The Black Swan estimate
A guide to help leaders make decisions under pressure
Ask anyone who has served in the military what the seven questions are (also known as the combat estimate) and you shall get a wry smile. The combat estimate is a system designed to help leaders make good decisions under extreme pressure (combat).
A ‘black swan’ is defined as an extremely rare and unpredictable event with severe consequences. In order to help leaders navigate this current black swan, we have adapted the military’s seven questions to help you formulate your thinking and response. This series of questions works whether you have 20 minutes to make a decision, or 20 days. With more time you go into more detail at each stage.
1. Time – When do I need to make a decision by?
When you have an important decision to make, you actually have two: The first one is when do I need to make a decision by; the second one is what is my decision? During a crisis the most valuable commodity is time. Therefore, defining how much time you have to make a decision is the first thing you do. Always.
“These are the red balls that can’t be dropped – human safety, criminal law, tier one capital et cetera”.
2. Define – What exactly is the problem?
Black swan events are multi-layered, nuanced or ‘wicked’ as David Epstein would say. Therefore, spending time defining the root cause ensures that you don’t solve the wrong problem.
3. Obligations – What rules and regulations must we comply with?
Before designing solutions, gaining clarity on what your obligations are is crucial. These are the red balls that can’t be dropped – human safety, criminal law, tier one capital et cetera. These red balls will apply to all the options generated in question four.
4. Explore – What are my options?
Inviting as many perspectives – internal and external – as possible here is advisable. It is important to separate the generation of options from the triage of options. Generate as many options as possible (impractical or otherwise). Then triage them. During the triage it is useful to ask yourself ‘who is this good for?’ and ‘who does it harm?’ For each option you can calculate a likely return-on-decision. This phase gives you your plans A, B and C.

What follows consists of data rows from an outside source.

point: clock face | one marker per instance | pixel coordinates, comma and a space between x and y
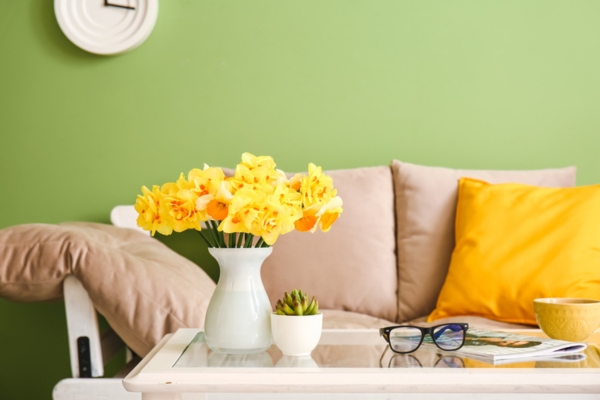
106, 26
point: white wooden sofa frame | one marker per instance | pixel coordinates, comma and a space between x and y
89, 350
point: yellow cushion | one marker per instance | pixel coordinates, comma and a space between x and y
516, 243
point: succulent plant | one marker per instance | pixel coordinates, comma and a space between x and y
296, 303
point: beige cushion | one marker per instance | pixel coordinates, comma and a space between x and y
142, 288
426, 200
353, 266
337, 319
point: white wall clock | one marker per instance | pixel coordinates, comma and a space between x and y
106, 26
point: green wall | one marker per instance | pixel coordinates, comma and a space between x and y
506, 84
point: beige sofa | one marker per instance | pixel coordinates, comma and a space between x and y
383, 262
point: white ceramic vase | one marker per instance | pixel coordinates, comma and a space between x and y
237, 320
296, 335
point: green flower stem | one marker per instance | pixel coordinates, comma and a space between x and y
214, 236
205, 239
240, 239
218, 235
249, 238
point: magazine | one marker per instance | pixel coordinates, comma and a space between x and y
500, 347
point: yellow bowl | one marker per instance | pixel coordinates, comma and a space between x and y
567, 319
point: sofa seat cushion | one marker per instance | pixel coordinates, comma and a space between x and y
143, 289
426, 199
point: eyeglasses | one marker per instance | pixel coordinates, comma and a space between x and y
406, 338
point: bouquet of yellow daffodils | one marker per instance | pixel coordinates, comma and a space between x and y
258, 201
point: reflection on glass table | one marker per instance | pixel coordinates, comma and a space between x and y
365, 350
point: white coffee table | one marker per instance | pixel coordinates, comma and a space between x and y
349, 364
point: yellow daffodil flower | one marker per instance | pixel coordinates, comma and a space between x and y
258, 200
148, 205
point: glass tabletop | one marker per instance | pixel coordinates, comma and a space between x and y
366, 349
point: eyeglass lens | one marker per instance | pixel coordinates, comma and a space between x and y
449, 337
405, 339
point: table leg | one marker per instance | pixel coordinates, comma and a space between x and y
161, 396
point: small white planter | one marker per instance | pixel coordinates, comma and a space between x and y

“You immediately lose some control once the plan begins”.
5. Communicate – What communication and direction do I need to give to whom?
This is a planning phase to tailor communication to various groups – staff, suppliers, shareholders, government, regulators, customers and the media. The order of communication may be influenced by the answers to question three.
6. Control – What are the control and supervisory measures needed?
You immediately lose some control once the plan begins. Defining your up-front control measures is critical so that colleagues understand their own latitude of action – how far they can go, and when they have to stop. Clarity on control measures is required or the disaster can get bigger very quickly.
7. Damascene moment – Can I live with this?
This is the question where you remove yourself from the maelstrom, close your eyes and use your moral imagination – can I live with this decision? No one can help you with this, nor should they.